7. China’s Industry Impact on Olympics, Consumer Products, Global Food and Air
(Thanks to Jared Press on this)
After taking up a “Blue Skies” campaign and relocating or ceasing industrial production and much of Beijing’s downtown traffic, China barely cleared its polluted skies in time for the opening Summer Olympic ceremonies. Air, water and toxic waste pollution have been increasing steadily in the nation as a result of consumer demand in the United States for inexpensive products. Only one tenth of the nation’s sewage is treated, according to a University of Hong Kong scientist. This “ask no questions” mentality has created runaway cancer rates, turned rivers bright green or black, and smudged the atmosphere so much that at times in Beijing airplanes have not been allowed to land.

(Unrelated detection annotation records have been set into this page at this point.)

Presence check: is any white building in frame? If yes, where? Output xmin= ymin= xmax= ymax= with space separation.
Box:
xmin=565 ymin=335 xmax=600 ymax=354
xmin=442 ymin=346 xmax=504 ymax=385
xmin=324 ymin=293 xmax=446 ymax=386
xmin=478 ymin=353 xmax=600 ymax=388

Then there is product contamination from China, which began with lead-tainted toys and jewelry, and spread to exported poisonous toothpaste by 2007. In 2008 the industrial and agricultural by-product melamine, first detected in animal feed for chickens, cattle, and fish has now gone up the food chain into eggs and milk. The tainted baby formula has caused kidney failure and illness in 294,000 Chinese infants and six deaths. Tainted chocolate, chickens and hogs have been found in the US, though the meat was not recalled, so it’s likely that many Americans have been unknowingly exposed to China’s dangerous practices not only in the air that they breathe, but in the food they eat.
The foreclosure crisis that started in 2007 when gas prices began to skyrocket and that magnified in 2008, had its beginnings in the areas of the United States that largely lack public transit, walkability and mixed real estate uses. Meanwhile as gas prices rose to record levels, metro areas that had housing and jobs close to good transit and walkable amenities saw their value hold steady. Any plan for preventing future housing sector meltdowns needs to include an analysis of how gas and transportation prices pushed many over the financial edge, despite the plentiful supply of distant housing from job markets that seemed (or seems) affordable with low gas prices.

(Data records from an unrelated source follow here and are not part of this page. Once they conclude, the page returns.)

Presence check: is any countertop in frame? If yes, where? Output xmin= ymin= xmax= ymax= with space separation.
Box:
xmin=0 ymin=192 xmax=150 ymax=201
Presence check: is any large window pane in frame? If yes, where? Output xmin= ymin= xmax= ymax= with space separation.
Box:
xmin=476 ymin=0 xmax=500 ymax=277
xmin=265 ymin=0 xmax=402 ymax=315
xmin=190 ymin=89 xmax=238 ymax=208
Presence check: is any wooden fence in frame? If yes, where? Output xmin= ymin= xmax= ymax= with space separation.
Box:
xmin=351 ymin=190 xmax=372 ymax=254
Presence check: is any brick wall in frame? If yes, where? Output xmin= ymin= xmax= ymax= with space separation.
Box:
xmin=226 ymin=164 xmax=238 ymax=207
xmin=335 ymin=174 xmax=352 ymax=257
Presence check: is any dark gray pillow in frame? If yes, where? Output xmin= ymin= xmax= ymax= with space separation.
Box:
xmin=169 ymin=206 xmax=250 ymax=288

One smart move in policy in 2008 was California’s Senate Bill 375, the nation’s first law designed to limit sprawl and provide communities and developers incentives to build transit-oriented “infill.”
9. US Auto Fleet to go Electric?
With the survival of the current US auto industry in doubt, whatever rises from the ashes will likely be greener and cleaner than anything Detroit ever thought possible before the 2008 downturn. Leading the “charge” for an electric US fleet is none other than Ford Motor Co. Chairman William Ford III, grandson of Ford founder Henry Ford. Bill Ford met privately with Obama during the campaign and with Obama and his advisors after the election: Ford is reportedly advocating for a mostly consumer electric fleet as a way of restructuring the industry to be competitive with imports while reducing climate change emissions.
10. Green Jobs
Through the leadership of Van Jones, president of Green For All, the reality of “Green Collar Jobs” came roaring into the United States during 2008, culminating in the “Green Jobs Act” which could be included in Congress’s 2009 economic stimulus package. The act aims to provide 25,000 jobs in solar panel installation, home and business energy retrofitting and other high-paying jobs for Americans, launching new training centers and education programs in high unemployment areas with disappearing manufacturing jobs.The US Conference of Mayors estimates growth of 4.2 million new “green collar” jobs in the nation over the next 30 years. Welcome news after a sobering year.